I tell myself that she’s still settling, still coming back to herself. I know Sayaka and Kyouko still have a long way to go, and Mami…

Mami is…

No. This is about Homura. I’ll worry about my adopted sister tomorrow.

And Homura…

“Don’t cry. Or do. Cry as much as you want to. We can afford it now.”

So she does.

Homura cries in my arms. For her, for me, for a thousand things that came crashing down no matter how hard she tried, how many things she lost along the way.

“You must think I’m so gross—”

“Never say that to me again. It hurt every single time you did. I—I don’t want you to lie to me like that.”

“But… but I…”

“You are my best friend. You always were, even if I didn’t know. You don’t know how guilty I feel about—”

“Don’t! No, Madoka, it was all me, I was the one who failed—”

“You didn’t! We are here because of you! The world was saved because of you!”

Her arms don’t relax; they slacken, strength absent from them as her eyes open wide once again in a horror I know far too well.

“Because of your wish,” she mutters.

I want to deny it. To tell her it’s not like that, reassure her, once again, that it’s over, that I won’t become a magical girl ever again.

It’s the truth.

It’s… also a bit of a lie, isn’t it?

So, I can’t tell her that. Because if there’s someone in this world who deserves the whole truth is the girl whose actions made it possible.

My wish reshaped the world, but Homura reshaped me long before that.

“I can show you. You can see what happened,” I finally say.

Her eyes waver, still wet. And then the familiar steel glints under lavender, and her face settles as I, once again, find myself in front of the girl who would battle till her body could no longer keep up with her will. Just to do it all over again.

It’s… It’s a feeling I don’t quite understand. Because I know how awful it was for her to become like this, how much she sacrificed, how each wound never quite healed, but…

I remember once, when I was a kid, I went to the pool with mom. Dad had been busy with something about grandad, Kazuko had gone with him, and Tatsuya hadn’t been born yet. It was just mom and me, spending the day together. We stayed there until the sun dipped low and amber bloomed across the sky, and my arms and legs felt heavy after swimming and running on the grassy field beside the pool the whole day.

Mom helped me change, and we came out, heading for the parking lot. There weren’t that many cars around, and on one of the spots, something glittered all over the floor, hues of white light dazzling and swimming in front of my eyes.

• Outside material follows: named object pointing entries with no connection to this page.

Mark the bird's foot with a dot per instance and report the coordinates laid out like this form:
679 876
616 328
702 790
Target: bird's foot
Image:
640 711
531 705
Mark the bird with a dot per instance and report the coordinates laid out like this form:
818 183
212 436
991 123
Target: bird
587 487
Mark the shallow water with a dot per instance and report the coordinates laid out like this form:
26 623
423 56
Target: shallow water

I got near, and I saw somebody had dropped a bag of diamonds all over the floor, and they were catching the rays of the sun and throwing them back at me, transformed into something else, something more beautiful than the light by itself could have been.

“Mama!” I called her, “Mama, look! Diamonds! We’re rich now, Mama!”

And Mama knelt down next to me, chuckling and holding me back before I tried to pick the pretty jewels.

“Those aren’t diamonds, Madoka. It’s just shattered glass. Someone must have broken a car window.”

I turned around in her grasp and looked at her, at a face a bit rosy with the excess of sun that still looked as tender and understanding as ever.

“But… But it’s so pretty Mama! Isn’t that why diamonds are… you know, expin—”

“Expensive. And… that’s part of it, but there are many things that are pretty and cheap. Many broken things are worthless, yet still beautiful to look at.”

I tilted my head and furrowed my brows.

“If they are beautiful, they aren’t worthless.”

Mama chuckled and rubbed my head, still cautious not to let me pick up the shards of glass.

“You are far too young to be this clever, you know?”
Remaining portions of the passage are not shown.